Detailed Description: Not available

Recruitment & Eligibility

Status: COMPLETED

Sex: All

Target Recruitment: 771

Inclusion Criteria

Age 40 to 75 years, inclusive, at the time informed consent is obtained
Ability to provide own written informed consent
Agree to use an appropriate method of contraception until 3 months after the last dose of the investigational medicinal product (IMP)
A rating of 1 or higher on the Goddard scale in assessment of emphysema severity by chest CT scan at screening
Ratio of forced expiratory volume in 1 second to forced vital capacity (FEV1/FVC) of less than 70% at screening
Cigarette smoking history of at least 20 pack years at screening

Exclusion Criteria

Subjects with obstructive disorders due to bronchial asthma
Subjects receiving long-term oxygen therapy
Subjects with active tuberculosis or obvious bronchiectasis
Complication of malignant tumor
Uncontrolled cardiovascular, endocrine, blood, or nervous system disorders
Uncontrolled condition with COPD exacerbation of level 2 or 3 within 8 weeks prior to the start of washout period (within 12 weeks prior to start of treatment period)

Study & Design

Study Type: INTERVENTIONAL

Study Design: PARALLEL

Arm && Interventions

Group	Intervention	Description
placebo	placebo	-
OPC-6535 25mg	tetomilast (OPC-6535)	-
OPC-6535 50mg	tetomilast (OPC-6535)	-
OPC-6535 12.5mg	tetomilast (OPC-6535)	-

Primary Outcome Measures

Name	Time	Method
Trough Forced Expiratory Volume in 1 Second (FEV1) Change From Baseline to 24 Months	Baseline, 24 months	Measurement over time (from baseline over the 24-month treatment period) and change from baseline to end of the treatment period.

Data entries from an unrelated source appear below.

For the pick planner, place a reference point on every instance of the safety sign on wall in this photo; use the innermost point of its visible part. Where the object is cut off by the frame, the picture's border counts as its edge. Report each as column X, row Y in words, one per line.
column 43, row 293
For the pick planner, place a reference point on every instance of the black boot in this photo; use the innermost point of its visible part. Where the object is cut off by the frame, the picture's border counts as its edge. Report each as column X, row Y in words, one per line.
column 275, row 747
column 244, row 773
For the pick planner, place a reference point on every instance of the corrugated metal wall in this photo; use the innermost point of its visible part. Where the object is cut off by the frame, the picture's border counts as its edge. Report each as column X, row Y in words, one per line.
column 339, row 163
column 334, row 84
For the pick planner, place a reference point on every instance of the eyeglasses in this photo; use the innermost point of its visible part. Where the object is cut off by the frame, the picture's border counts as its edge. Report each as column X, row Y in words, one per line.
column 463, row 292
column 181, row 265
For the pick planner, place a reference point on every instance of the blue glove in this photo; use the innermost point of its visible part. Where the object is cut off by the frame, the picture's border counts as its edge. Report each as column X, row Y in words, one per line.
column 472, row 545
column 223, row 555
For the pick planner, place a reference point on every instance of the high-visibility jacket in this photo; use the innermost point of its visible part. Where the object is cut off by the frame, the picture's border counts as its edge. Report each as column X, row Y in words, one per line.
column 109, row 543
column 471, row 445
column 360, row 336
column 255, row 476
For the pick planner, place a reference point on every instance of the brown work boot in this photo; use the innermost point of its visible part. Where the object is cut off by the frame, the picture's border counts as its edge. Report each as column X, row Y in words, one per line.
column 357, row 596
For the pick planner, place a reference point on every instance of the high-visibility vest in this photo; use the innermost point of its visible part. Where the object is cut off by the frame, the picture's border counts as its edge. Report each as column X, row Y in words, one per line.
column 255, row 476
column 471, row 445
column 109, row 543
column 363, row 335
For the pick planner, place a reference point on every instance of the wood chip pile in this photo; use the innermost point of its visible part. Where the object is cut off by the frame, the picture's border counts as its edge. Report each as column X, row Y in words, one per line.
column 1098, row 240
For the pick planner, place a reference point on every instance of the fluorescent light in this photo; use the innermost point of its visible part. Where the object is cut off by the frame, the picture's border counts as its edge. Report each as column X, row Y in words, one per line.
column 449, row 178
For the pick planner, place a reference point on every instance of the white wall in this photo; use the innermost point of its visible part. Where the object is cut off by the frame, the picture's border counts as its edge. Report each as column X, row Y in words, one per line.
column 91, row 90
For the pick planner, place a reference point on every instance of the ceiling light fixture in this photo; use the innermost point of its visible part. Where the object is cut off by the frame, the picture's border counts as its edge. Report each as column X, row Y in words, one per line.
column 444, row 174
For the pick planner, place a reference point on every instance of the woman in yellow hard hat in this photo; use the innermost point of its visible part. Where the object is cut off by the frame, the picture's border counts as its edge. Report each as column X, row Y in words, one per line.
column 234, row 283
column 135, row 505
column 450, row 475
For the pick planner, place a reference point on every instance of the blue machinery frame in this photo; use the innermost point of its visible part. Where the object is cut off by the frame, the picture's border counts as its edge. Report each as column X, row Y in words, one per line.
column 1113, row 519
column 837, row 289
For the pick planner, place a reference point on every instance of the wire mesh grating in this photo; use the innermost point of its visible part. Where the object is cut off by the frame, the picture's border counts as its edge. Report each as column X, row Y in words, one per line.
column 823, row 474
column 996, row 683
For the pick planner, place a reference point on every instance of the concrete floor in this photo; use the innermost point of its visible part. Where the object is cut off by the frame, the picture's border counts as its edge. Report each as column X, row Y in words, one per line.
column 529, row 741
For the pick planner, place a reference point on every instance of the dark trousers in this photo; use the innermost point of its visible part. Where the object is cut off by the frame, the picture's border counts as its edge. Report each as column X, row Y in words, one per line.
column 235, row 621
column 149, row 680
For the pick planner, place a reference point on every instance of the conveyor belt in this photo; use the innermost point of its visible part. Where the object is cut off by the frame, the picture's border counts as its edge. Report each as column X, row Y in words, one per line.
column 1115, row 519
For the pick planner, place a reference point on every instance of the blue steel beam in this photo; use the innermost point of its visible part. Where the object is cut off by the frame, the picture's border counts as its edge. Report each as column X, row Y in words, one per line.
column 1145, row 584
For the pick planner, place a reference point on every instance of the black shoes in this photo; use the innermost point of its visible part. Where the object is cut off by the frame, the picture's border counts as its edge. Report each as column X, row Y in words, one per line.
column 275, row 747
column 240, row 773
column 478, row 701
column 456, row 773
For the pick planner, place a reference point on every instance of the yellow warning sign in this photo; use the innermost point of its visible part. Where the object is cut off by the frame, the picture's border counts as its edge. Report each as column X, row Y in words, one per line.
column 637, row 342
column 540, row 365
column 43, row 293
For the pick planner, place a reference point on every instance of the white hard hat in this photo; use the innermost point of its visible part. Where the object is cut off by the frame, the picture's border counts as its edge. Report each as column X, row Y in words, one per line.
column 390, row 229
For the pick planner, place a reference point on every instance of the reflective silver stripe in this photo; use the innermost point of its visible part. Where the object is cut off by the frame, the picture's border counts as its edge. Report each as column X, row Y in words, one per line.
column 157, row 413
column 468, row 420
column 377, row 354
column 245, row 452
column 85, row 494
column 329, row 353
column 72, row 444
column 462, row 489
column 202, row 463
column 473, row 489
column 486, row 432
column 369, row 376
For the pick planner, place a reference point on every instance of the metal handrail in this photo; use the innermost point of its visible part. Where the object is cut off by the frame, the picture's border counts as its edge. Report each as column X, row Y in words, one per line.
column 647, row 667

Secondary Outcome Measures

Name	Time	Method
Change From Baseline at 24 Months in Total Symptom Diary Score	Baseline, 24 months	Subjects were required to keep a symptom diary throughout the entire trial period from the start of investigational medicinal product (IMP) administration in the washout period until the end of the treatment period. Assessment items included scores for shortness of breath, cough, and sputum, IMP compliance, use of salbutamol and respiratory symptom medications, and smoking status. Subjects recorded a score of between 0 and 3, with 0 indicating no symptoms and 3 indicating a high level of symptoms, for each domain.
Change From Baseline at 24 Months in St. George's Respiratory Questionnaire (SGRQ) Total Score	Baseline, 24 months	The SGRQ is a self-administered questionnaire designed to measure and quantify the impact of chronic respiratory disease on health-related quality of life (QOL) and well-being in three domains: symptoms, activity, and impact on daily life. The SGRQ was completed by each subject prior to IMP administration at baseline and at Month 6, Month 12, Month 18, and Month 24 (end of treatment). A weighted score based on population norms for each dimension and total was evaluated. Scores were expressed as a percentage of overall impairment where 100 represented worst possible health status and 0 indicated best possible health status. Scores were calculated when less than 24% of the item scores were missing, otherwise the scores were set to missing. Where there were multiple answers for a question, the worst case was used.